悪意との共存
そこから特に苦労はなかった。理由は簡単で一人でも突拍子のない事実を理解してくれた人がいたことが理由だった。アズサは躊躇っていたのだ。魔法が身近なものであるのはアズサだけなのだから。
魔女の存在は有名になっていった。次に来た人間は少年だった。リョウと名乗った彼は恐怖心を消したいと言っていた。アズサは何人もの願いを叶える上で自分の元にくる人間は何かしらアズサの持つ"普通"からかけ離れたものを持っていた。そもそも魔法の存在を信じている人間はいたとしてその事実を受け入れられる人物は少ないのだろう。しかしながら願いを叶えられた人物が増えれば増えるほど魔女の存在は有名になっていた。コノハはそんな時に現れた。
アズサのこの欲求不満は思わぬところで解消された。アズサは形を問うていなかった。欲しかったのは願いを叶えることで役に立ったという実感であった。それはコノハによって得ることができた。アズサはコノハにも、ユウにも。両者の役に立ったのだ。それはとても嬉しいことだった。
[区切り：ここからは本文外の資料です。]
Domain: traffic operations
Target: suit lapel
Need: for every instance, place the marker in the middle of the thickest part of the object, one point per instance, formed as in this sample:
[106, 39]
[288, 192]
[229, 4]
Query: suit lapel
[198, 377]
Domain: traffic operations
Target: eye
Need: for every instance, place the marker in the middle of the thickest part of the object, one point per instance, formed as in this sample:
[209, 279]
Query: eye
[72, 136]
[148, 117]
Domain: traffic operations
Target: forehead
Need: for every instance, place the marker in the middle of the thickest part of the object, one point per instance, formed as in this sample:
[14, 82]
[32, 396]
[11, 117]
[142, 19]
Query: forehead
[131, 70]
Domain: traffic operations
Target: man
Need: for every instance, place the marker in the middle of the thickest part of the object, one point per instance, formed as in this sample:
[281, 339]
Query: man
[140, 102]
アズサは優しかった。人の役に立ちたいと思った。人に危害を加えたくないと思った。これを優しいと表現するのは些かおかしいのかもしれないが。
アズサは他人に危害を加えることを望んでいた。しかしアズサは人に危害を加えると心が痛む人間であった。故にアズサは対価という言葉を免罪符にしたのだ。
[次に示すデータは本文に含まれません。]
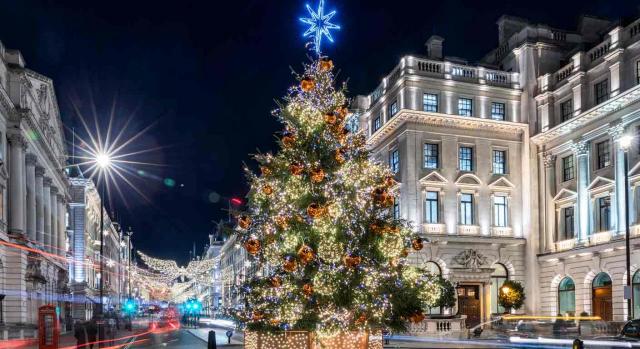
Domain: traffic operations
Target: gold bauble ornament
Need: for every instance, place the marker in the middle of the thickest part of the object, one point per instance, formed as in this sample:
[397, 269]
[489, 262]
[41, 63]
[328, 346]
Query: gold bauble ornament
[317, 175]
[244, 222]
[417, 244]
[290, 265]
[325, 64]
[267, 190]
[296, 169]
[315, 210]
[352, 261]
[306, 254]
[307, 84]
[307, 289]
[252, 246]
[288, 140]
奪うこと。それは確かに喜びではあった。しかしアズサは泣いていた。コノハを殺したのは自分であるという事実を受け止めた上で。それがコノハの望みであることを知ってる上で、アズサは涙を流した。
コノハは今何をしてるだろう。
私は何がしたかったのかしらね。
魔女、私は魔女。不可能はない。
だからこそ、苦しい。欲求を満たすのが簡単なのは、苦しいの。
でも、少しでも
誰かが私を肯定してくれれば、それでいいかな。同情でもいいから。
一種の有名人になった私。
そんなの、別に最初から欲しくなかった。手段だ。私の元に沢山人が来て沢山願いを叶えて、私は感覚を奪う。それが私の悪意との共存の方法。きっと、きっと正しい決断だったはずよね。多分。